The Southwest Collective, an equity-aimed nonprofit on the Southwest Side, started a campaign in 2023 — “Pulaski, Slow TF Down” — to reduce traffic fatalities on Pulaski after two pedestrians who lived in the area were struck and killed by vehicles.

Vehicles pass on south Pulaski Road, at 50th Street, on May 23, 2025. (Antonio Perez/Chicago Tribune)
Vehicles pass on south Pulaski Road, at 50th Street, on May 23, 2025. (Antonio Perez/Chicago Tribune)

“These were two people who were doing what everybody should be able to do, which is just walk around in their neighborhood, cross the street, come home from visiting a friend or getting groceries or doing whatever,” Dixon Galvez-Searle, the Southwest Collective’s transit advocate, told the Tribune last week.

“A lot of people in the neighborhood and on the Southwest Side in general who live near Pulaski, work (and) spend time near Pulaski, were outraged, were upset, were angry, but were not terribly surprised,” Galvez-Searle added.

During the City Council’s meeting last week, a teacher at Curie High School, located at Archer and Pulaski across the street from a CTA train station, told aldermen that many reckless drivers in the area have no fear of legal reprisal.

“Like many CPS students, most of our students walk and commute via CTA to school,” Veronica Schwenn, an English teacher at Curie, told the City Council on May 21. “South Pulaski is especially unsafe. It is a wide road with little permanent infrastructure, and many drivers are willing to take their odds that no one will be there to give them consequences for their speeding, running red lights and drag racing. People have been killed by this behavior, and it makes our students feel unsafe.”

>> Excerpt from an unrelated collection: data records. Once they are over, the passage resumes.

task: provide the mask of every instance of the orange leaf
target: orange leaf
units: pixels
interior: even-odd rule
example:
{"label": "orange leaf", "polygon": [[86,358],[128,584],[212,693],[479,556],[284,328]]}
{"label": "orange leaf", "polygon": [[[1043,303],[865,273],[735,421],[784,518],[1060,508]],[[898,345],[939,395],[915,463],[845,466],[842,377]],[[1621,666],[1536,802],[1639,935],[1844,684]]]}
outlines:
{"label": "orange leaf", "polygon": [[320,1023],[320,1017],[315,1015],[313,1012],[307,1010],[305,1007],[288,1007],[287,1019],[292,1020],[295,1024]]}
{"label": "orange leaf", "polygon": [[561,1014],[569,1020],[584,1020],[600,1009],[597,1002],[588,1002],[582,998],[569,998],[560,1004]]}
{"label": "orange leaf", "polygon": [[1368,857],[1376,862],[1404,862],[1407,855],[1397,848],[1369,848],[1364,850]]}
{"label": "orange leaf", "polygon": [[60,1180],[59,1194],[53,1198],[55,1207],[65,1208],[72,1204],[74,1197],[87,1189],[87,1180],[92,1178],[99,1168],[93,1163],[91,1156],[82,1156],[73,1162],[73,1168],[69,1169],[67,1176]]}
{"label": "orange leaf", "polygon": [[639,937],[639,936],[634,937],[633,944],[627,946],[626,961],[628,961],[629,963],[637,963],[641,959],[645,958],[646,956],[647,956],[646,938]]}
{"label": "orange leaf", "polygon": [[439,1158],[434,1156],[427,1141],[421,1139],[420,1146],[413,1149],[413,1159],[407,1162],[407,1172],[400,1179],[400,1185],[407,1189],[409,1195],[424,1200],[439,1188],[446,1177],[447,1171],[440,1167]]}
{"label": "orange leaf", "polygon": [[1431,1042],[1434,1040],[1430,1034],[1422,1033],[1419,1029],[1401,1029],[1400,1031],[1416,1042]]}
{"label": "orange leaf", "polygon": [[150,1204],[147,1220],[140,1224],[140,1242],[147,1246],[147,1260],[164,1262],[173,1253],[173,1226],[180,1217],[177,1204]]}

The Southwest Collective last year surveyed nearly 500 people who live near the busy Pulaski corridor, and the vast majority said their three largest traffic concerns were speeding drivers, congestion from trucks and not enough time to use crosswalks. Meanwhile, a fall 2024 report on traffic crashes by the city’s Department of Transportation noted that a four-mile stretch of Pulaski from the Stevenson Expressway to 71st Street “has become a hot spot for egregious driving, leading to tragic consequences.”

As part of a larger review of crash data, CDOT is also “targeting locations of severe crashes, especially in historically underserved communities, with infrastructure upgrades and policies designed to address the key traffic safety issues.”

Cars pass a new speed camera on N. Ashland Ave. on May 13, 2025. (Audrey Richardson/Chicago Tribune)
Cars pass a new speed camera on North Ashland Avenue on May 13, 2025. (Audrey Richardson/Chicago Tribune)

The city in recent months has added more speed enforcement cameras to issue tickets to drivers going more than 6 mph above the posted limit. There are now more than 200 across the city. In 2024, the city’s speed cameras generated more than 2 million citations against drivers, according to city data.

A representative for the city’s Department of Transportation said in an email, “Speed camera locations are selected through a data-driven process that prioritizes areas experiencing traffic safety concerns.”

“The final decisions on identifying, selecting, and designing automated speed enforcement camera locations are made on a case-by-case basis,” the email read, “taking into account a variety of factors including feasibility, effectiveness, and equity.”